Monday, March 11, 2013

Change and Identity

A recent discussion with colleagues led me to reflect on organizational change and which strategies are most effective at driving such change.  Whether we look at change at a district or building level, we are fundamentally looking at a pragmatic, realistic assessment of our current state, and the careful planning of action steps to achieve a desired state.  There are many issues that affect change, including scale (e.g., a large district will require additional time and resources than one small school,) resource allocation (i.e., are the organization's resources aligned to support the desired change,) and perhaps most importantly, how adults in the system navigate the change process.

The brilliant Richard Elmore has co-authored a book, "Instructional Rounds in Education", that in part addresses how we as educators approach our work.  He compares the feedback a typical educator receives with the type of feedback medical students receive.  To paraphrase, he states that where medical student conversations are more objective and clinical in nature, educator feedback is laden much more often with statements that contain value judgments.  By focusing on the instructional core and providing substantive, objective feedback to educators, transformational change is possible within schools.  While Dr. Elmore's work is quite profound and has tremendous implications for our work, I find myself drawn to the emotional component associated with educators and the change process.

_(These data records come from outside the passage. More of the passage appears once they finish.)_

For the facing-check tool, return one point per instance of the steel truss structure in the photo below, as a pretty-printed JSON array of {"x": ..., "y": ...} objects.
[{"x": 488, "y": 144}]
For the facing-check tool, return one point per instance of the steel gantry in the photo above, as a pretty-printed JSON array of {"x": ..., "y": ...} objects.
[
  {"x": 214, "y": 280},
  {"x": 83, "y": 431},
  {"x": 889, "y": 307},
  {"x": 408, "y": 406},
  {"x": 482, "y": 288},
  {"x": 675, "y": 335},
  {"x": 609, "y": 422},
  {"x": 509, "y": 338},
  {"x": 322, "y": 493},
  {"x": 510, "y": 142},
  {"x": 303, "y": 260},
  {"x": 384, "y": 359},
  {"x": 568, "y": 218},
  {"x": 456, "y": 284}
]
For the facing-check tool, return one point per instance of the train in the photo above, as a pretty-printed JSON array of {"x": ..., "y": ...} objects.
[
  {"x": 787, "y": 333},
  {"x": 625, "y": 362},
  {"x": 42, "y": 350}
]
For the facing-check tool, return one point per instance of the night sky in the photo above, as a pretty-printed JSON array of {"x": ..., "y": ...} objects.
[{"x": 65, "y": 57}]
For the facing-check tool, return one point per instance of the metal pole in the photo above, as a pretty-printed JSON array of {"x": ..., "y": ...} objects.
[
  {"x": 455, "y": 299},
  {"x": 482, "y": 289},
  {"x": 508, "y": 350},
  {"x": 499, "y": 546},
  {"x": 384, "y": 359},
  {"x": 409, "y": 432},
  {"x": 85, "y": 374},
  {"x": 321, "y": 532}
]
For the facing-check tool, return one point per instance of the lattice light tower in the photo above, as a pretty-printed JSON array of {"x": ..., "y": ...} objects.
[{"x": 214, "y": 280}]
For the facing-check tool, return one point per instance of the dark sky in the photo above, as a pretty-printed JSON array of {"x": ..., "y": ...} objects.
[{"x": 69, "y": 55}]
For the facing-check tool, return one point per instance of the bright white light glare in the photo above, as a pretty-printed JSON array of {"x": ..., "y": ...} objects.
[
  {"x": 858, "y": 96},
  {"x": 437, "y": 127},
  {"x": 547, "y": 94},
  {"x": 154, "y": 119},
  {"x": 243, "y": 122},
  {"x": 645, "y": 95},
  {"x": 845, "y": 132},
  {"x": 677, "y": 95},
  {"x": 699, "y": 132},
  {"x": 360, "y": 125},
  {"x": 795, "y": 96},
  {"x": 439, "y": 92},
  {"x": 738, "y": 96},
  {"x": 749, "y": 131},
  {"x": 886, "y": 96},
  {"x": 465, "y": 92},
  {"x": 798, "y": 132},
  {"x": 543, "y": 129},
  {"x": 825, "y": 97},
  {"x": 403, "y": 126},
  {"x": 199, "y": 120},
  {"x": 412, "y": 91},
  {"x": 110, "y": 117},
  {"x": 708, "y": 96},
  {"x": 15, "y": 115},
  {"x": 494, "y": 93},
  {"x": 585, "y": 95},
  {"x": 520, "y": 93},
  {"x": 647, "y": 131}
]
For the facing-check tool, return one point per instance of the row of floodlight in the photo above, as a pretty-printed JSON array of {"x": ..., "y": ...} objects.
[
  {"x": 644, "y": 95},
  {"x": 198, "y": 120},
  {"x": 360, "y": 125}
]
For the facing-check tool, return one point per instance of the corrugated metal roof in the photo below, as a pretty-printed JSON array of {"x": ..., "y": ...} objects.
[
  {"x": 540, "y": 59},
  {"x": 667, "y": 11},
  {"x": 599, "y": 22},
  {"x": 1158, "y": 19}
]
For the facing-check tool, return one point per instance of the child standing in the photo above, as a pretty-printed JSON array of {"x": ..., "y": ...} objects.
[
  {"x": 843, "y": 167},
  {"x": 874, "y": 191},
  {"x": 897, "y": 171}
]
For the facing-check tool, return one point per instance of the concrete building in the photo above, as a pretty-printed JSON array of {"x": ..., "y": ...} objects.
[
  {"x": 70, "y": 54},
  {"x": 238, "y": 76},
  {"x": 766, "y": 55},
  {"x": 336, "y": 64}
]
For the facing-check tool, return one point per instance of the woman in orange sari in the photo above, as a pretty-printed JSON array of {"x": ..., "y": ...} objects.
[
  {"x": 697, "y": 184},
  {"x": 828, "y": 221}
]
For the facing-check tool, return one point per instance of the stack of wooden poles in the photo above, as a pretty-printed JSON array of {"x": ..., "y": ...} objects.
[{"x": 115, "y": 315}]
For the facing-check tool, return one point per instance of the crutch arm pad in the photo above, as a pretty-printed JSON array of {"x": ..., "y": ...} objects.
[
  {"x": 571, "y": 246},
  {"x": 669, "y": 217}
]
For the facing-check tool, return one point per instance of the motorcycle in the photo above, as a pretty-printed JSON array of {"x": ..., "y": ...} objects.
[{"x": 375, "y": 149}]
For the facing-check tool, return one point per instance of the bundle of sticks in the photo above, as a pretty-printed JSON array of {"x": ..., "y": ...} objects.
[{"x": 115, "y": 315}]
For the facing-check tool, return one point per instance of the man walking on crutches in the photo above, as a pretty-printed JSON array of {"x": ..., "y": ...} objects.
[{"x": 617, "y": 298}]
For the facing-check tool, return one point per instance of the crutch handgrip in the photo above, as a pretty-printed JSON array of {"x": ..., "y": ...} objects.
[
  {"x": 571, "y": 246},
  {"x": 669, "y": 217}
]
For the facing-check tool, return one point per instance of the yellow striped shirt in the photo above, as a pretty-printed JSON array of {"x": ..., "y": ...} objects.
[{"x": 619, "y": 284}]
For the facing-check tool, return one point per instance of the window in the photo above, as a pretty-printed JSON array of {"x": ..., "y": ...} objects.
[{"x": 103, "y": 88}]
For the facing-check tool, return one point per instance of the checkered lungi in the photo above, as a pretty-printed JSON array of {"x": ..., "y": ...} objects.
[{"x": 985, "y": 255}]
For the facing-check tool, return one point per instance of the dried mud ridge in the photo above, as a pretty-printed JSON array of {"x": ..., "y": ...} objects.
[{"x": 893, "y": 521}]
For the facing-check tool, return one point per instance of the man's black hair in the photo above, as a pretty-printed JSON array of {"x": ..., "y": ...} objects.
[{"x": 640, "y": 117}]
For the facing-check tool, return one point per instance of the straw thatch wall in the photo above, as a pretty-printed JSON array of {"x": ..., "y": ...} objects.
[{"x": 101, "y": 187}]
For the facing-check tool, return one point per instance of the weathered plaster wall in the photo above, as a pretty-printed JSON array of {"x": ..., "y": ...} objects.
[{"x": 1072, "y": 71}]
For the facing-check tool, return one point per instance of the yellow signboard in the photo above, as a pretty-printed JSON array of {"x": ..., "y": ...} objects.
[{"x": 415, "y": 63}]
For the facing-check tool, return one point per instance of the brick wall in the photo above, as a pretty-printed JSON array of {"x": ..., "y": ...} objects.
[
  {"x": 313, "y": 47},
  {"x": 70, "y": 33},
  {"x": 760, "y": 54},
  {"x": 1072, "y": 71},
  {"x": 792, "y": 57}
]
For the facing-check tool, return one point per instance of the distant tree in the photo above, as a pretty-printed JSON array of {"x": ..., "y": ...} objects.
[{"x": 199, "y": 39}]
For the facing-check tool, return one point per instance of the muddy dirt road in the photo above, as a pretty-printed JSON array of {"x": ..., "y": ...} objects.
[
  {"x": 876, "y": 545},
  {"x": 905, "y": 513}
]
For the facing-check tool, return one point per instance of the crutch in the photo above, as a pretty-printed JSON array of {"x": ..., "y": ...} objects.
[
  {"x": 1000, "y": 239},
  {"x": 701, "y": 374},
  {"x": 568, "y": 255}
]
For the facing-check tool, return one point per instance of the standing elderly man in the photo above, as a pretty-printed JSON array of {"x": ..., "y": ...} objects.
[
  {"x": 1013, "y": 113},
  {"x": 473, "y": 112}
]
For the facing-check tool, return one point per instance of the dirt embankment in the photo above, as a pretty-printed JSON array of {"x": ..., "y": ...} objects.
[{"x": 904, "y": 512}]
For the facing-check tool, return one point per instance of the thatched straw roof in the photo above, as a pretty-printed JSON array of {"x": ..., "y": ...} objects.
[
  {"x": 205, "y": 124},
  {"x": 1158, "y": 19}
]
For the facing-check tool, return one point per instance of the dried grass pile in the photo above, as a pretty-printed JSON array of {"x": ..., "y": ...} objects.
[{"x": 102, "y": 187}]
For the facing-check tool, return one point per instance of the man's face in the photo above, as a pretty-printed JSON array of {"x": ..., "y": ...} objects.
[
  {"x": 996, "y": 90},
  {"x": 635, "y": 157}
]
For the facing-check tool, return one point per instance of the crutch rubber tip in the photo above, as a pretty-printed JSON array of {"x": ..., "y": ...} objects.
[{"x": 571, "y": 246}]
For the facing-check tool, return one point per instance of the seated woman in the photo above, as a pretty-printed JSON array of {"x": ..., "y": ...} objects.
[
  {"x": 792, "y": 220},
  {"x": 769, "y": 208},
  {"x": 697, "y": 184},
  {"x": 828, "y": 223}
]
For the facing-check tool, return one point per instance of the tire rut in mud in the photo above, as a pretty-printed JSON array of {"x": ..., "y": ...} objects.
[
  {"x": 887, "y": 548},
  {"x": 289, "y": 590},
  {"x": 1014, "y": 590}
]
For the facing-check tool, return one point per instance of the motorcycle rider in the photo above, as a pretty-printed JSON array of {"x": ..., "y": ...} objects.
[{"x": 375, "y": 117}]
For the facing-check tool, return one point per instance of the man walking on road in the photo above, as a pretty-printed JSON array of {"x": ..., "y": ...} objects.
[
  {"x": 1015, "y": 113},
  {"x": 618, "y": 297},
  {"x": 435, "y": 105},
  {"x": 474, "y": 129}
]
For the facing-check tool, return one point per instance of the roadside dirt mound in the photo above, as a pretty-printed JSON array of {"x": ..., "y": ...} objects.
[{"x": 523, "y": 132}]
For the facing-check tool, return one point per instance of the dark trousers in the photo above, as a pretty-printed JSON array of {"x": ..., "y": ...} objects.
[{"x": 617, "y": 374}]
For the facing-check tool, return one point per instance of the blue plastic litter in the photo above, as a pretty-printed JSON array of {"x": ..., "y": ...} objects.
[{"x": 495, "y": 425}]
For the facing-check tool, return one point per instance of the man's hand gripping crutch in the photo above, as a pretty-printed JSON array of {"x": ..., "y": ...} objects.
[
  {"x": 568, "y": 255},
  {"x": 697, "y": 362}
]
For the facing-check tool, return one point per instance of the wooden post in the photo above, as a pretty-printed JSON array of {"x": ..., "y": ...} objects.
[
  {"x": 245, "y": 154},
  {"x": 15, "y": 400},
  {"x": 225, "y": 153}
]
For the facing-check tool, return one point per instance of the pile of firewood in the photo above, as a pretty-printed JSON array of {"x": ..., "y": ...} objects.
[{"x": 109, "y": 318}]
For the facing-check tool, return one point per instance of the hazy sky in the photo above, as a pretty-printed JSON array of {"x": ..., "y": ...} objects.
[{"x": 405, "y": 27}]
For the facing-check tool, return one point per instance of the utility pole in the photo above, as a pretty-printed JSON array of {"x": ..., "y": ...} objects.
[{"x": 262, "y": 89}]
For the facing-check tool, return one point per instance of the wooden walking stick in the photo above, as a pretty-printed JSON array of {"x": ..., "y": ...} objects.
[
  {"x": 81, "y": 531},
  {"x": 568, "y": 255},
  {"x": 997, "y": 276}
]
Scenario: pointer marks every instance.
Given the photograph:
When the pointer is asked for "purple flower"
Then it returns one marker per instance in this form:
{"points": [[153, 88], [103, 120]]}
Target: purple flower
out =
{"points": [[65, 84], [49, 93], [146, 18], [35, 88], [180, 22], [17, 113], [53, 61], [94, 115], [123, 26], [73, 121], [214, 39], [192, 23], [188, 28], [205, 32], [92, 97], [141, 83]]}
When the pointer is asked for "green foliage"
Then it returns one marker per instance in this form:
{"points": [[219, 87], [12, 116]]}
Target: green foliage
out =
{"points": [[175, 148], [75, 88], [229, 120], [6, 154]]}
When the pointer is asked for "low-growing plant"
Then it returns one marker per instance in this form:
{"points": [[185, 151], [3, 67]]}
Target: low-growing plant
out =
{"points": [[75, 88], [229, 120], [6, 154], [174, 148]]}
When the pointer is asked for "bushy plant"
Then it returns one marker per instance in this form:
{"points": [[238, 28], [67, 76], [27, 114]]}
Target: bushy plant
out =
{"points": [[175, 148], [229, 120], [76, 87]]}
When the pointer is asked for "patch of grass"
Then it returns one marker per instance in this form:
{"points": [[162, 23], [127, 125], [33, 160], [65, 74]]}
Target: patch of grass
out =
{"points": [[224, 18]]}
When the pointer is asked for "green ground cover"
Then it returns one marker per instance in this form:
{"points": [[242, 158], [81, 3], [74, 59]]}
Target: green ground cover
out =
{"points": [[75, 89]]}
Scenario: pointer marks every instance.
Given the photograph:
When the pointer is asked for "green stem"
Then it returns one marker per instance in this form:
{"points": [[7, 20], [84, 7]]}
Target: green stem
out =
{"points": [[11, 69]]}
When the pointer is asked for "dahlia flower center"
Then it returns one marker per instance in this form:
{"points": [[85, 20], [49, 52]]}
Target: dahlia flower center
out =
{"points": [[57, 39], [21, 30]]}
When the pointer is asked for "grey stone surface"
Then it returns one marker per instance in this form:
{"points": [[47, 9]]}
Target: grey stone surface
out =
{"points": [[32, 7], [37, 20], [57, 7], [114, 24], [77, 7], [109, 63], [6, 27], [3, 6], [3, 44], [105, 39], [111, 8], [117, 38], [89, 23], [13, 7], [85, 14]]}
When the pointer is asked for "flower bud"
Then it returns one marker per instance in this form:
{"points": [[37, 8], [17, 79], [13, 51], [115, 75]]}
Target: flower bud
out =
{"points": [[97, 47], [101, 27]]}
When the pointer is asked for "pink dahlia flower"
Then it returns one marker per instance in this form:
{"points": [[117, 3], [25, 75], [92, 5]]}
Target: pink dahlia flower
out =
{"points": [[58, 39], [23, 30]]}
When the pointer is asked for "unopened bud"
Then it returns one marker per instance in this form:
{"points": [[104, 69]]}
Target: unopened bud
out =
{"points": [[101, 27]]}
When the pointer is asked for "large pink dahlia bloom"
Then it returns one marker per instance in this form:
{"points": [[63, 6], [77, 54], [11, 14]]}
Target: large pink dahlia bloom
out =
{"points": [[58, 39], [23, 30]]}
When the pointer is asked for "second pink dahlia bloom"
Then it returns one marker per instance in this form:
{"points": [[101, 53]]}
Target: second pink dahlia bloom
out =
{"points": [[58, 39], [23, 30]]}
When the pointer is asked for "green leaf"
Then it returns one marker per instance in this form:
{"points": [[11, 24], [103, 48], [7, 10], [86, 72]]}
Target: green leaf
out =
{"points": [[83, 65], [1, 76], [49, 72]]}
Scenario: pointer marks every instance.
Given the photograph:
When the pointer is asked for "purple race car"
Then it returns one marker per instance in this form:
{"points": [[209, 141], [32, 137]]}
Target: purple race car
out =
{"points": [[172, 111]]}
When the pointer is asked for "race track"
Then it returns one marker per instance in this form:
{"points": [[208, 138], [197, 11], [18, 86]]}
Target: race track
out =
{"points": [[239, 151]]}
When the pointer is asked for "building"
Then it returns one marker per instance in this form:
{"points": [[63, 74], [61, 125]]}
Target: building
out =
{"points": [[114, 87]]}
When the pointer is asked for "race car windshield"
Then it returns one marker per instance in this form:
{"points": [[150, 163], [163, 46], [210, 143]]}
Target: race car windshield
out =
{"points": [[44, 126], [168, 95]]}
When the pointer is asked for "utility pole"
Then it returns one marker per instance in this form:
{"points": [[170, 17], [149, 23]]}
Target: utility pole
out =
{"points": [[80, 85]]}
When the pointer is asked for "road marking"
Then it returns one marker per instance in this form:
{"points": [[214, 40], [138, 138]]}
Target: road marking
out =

Why do so many educators take feedback personally? Why do we equate feedback on our professional practice with feedback about ourselves?   Is it something unique to our work, or a natural response to the type of feedback we've been accustomed to receive?

I absolutely agree with Dr. Elmore that a form of clinical detachment can be much more productive than an emotional conflation of professional practice and self.  However, to arrive at that state, we must emerge from the current state, which has been engrained by decades of practice and routine.  In thinking about potential steps, I found the following talk by Dan Heath (in which, he cites the work of John Kotter,) to be interesting:

Kotter's redefinition of the change process resonates with me because it connects with how I understand substantive change to happen: an emotional response serves as the motivation to change.  I have tried to incorporate many of these ideas into my own professional practice in navigating both the heightened expectations of students and educators articulated by the Common Core State Standards and the integration of new technologies into our curriculum.  How have you approached change, both structural and individual, in your school or district?